Abu Bakr Muhammad ibn Zakariyya al-Razi (d. 925), or commonly Muhammad al-Razi, was a renowned 9th century Muslim physician in the so-called Golden Age of Islam.
Regarded as one of the most important figures in the history of medicine, al-Razi mastered several fields of knowledge including alchemy, logic, astronomy, grammar, and philosophy. He also pioneered the scientific experimental method in medicine.
Al-Razi was the first to differentiate between smallpox and measles, describing their characteristics in his treatise al-Judari wa al-Hasbah (Smallpox and Measles) which was later translated into Latin and other European languages.
In the early 10th century, Caliph al-Muktafi (d. 908) appointed al-Razi as chief physician of Baghdad and commissioned him to choose the site of a new mustashfa (hospital). Conducting an experiment by hanging fresh meats in several districts in Baghdad, he decided the spot where the meat was slowest to rot as having the cleanest air and healthiest environment therefore most suitable.
Al-Razi’s scientific practice adhered to an epistemology which, in addition to true and corroborated reports, accepts observation as a means of obtaining knowledge and a basis for verifying calculation.
In his career, al-Razi made significant paradigm shifts in the medical field through his critique of Greek medicine. He also criticised medical practitioners who had neither accreditation nor proper training in another of his work with a long Arabic title which can be translated as Why People prefer Charlatans and Liars to Skilled Doctors.
In his view, medical knowledge is ever expanding. In order to keep treatments effective, a medical practitioner or a doctor should keep up to date with the latest medical knowledge by always studying the texts and obtaining new information.
In addition to the medical classification method al-Razi introduced in his voluminous work al-Hawi (Virtuous Life), which became the standard reference in Europe for hundreds of years, he also gave alchemical recipes for producing glycerine from olive oil and making pleasant smelling hard toilet soap.
The notion of diseases-causing infective agents, such as microbes and viruses, was unknown during al-Razi’s time, but today we know that cleaning with soap is the best defence against them. The hybrid structure of soap contains pin-shaped molecules with hydrophobic tails which destroy pathogens by wedging in and breaking apart their lipid (fat) membranes.
Apart from soap export from Syria to Europe and other parts of the Muslim world, it is known that Europeans imported copiously from the scientific and medical tradition of the Muslims in their encounters during the Crusades.
Meanwhile, the deadly bubonic plague called “Black Death” was spreading in Europe and killing between 75 to 200 million people, about 45–50 per cent of the European population, around 1347–1351.
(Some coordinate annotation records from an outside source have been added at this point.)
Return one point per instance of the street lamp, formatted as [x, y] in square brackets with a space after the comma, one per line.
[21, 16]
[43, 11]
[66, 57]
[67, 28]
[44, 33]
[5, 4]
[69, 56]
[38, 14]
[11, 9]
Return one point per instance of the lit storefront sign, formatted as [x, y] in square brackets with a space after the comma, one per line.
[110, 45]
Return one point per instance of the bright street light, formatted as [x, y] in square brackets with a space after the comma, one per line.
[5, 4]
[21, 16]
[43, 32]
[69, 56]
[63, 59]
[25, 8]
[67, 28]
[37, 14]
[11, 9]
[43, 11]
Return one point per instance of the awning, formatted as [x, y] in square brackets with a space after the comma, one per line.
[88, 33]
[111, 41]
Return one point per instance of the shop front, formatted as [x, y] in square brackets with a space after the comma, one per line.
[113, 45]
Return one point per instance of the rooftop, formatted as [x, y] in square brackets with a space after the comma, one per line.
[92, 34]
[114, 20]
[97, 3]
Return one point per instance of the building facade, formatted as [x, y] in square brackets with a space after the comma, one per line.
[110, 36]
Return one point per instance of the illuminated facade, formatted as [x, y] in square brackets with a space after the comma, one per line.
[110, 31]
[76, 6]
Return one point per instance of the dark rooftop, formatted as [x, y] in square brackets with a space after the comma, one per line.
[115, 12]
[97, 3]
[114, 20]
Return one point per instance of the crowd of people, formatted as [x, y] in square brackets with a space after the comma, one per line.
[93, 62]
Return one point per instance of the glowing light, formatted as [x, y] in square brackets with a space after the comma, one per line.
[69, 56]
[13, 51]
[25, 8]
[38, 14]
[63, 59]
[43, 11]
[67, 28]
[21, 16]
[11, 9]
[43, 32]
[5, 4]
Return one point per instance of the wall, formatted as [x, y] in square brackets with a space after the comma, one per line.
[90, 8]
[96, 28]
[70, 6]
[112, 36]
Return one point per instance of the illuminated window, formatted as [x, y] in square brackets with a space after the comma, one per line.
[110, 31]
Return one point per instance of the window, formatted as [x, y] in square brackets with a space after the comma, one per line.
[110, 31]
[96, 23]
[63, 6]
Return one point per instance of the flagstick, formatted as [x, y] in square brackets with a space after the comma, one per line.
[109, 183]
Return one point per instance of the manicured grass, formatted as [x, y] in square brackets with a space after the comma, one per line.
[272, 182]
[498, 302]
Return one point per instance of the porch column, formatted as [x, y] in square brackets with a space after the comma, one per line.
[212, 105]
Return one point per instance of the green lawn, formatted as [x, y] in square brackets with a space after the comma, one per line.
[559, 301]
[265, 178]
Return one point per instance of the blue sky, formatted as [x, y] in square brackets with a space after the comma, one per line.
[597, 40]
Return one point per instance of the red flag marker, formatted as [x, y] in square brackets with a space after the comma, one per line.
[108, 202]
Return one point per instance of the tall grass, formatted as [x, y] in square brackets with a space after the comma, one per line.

At that time, the world had yet to come up with inoculation and antibiotics, therefore it appeared that the Europeans merely survived the plague until its disappearance. Whatever preventive measures and treatments they developed were adopted by the Muslims when the plague afflicted them too.
Jared Diamond wrote in his book Guns, Germs, and Steel (1997) that when the Spanish conquistadors went to colonise the Americas in the early 16th century, they brought along disease-causing viruses of smallpox, measles, influenza, typhus, and bubonic plague.
The Spanish had failed in their first attack to conquer the Aztecs, but soon smallpox began to spread among the Native South Americans, severely weakening them. Over time, the diseases brought by the Europeans killed “an estimated 95 percent of the pre-Columbian Native American population.”
After smallpox killed the Inca emperor Huayna Capac and most of his court in 1526, an epidemic of the disease led the disputing claimants of the imperial throne into the Inca Civil War of Succession.
The Spanish took advantage of the internal strife, “killing thousands of natives” without losing a single soldier of the 168-strong Spaniard army at the Battle of Cajamarca in 1532.
On the one hand, the Spanish had the advantage over the natives from their literacy, superior military equipment and logistics, and strategy in exploiting the Incan political division and disease-induced vulnerability.
On the other hand, the Incas were neither known to be a literate society, save for the small elite class, nor did they possess any scientific thinking or medical knowledge to treat new maladies, both political and physiological, which had left them exposed to conquest and extermination.
How does history relate to the present pandemic situation? From the above, it can be surmised that it is the culture of knowledge and scientific thinking that allowed the Muslim and Western civilisations to survive disasters and calamities. Instead, failure to develop them is the surest road towards downfall.
Despite today’s advances in science and technology, we can still fail when we let ignorance manifest selfish acts amidst crises which can threaten to frustrate efforts to overcome any major catastrophes. Indeed, history speaks for itself.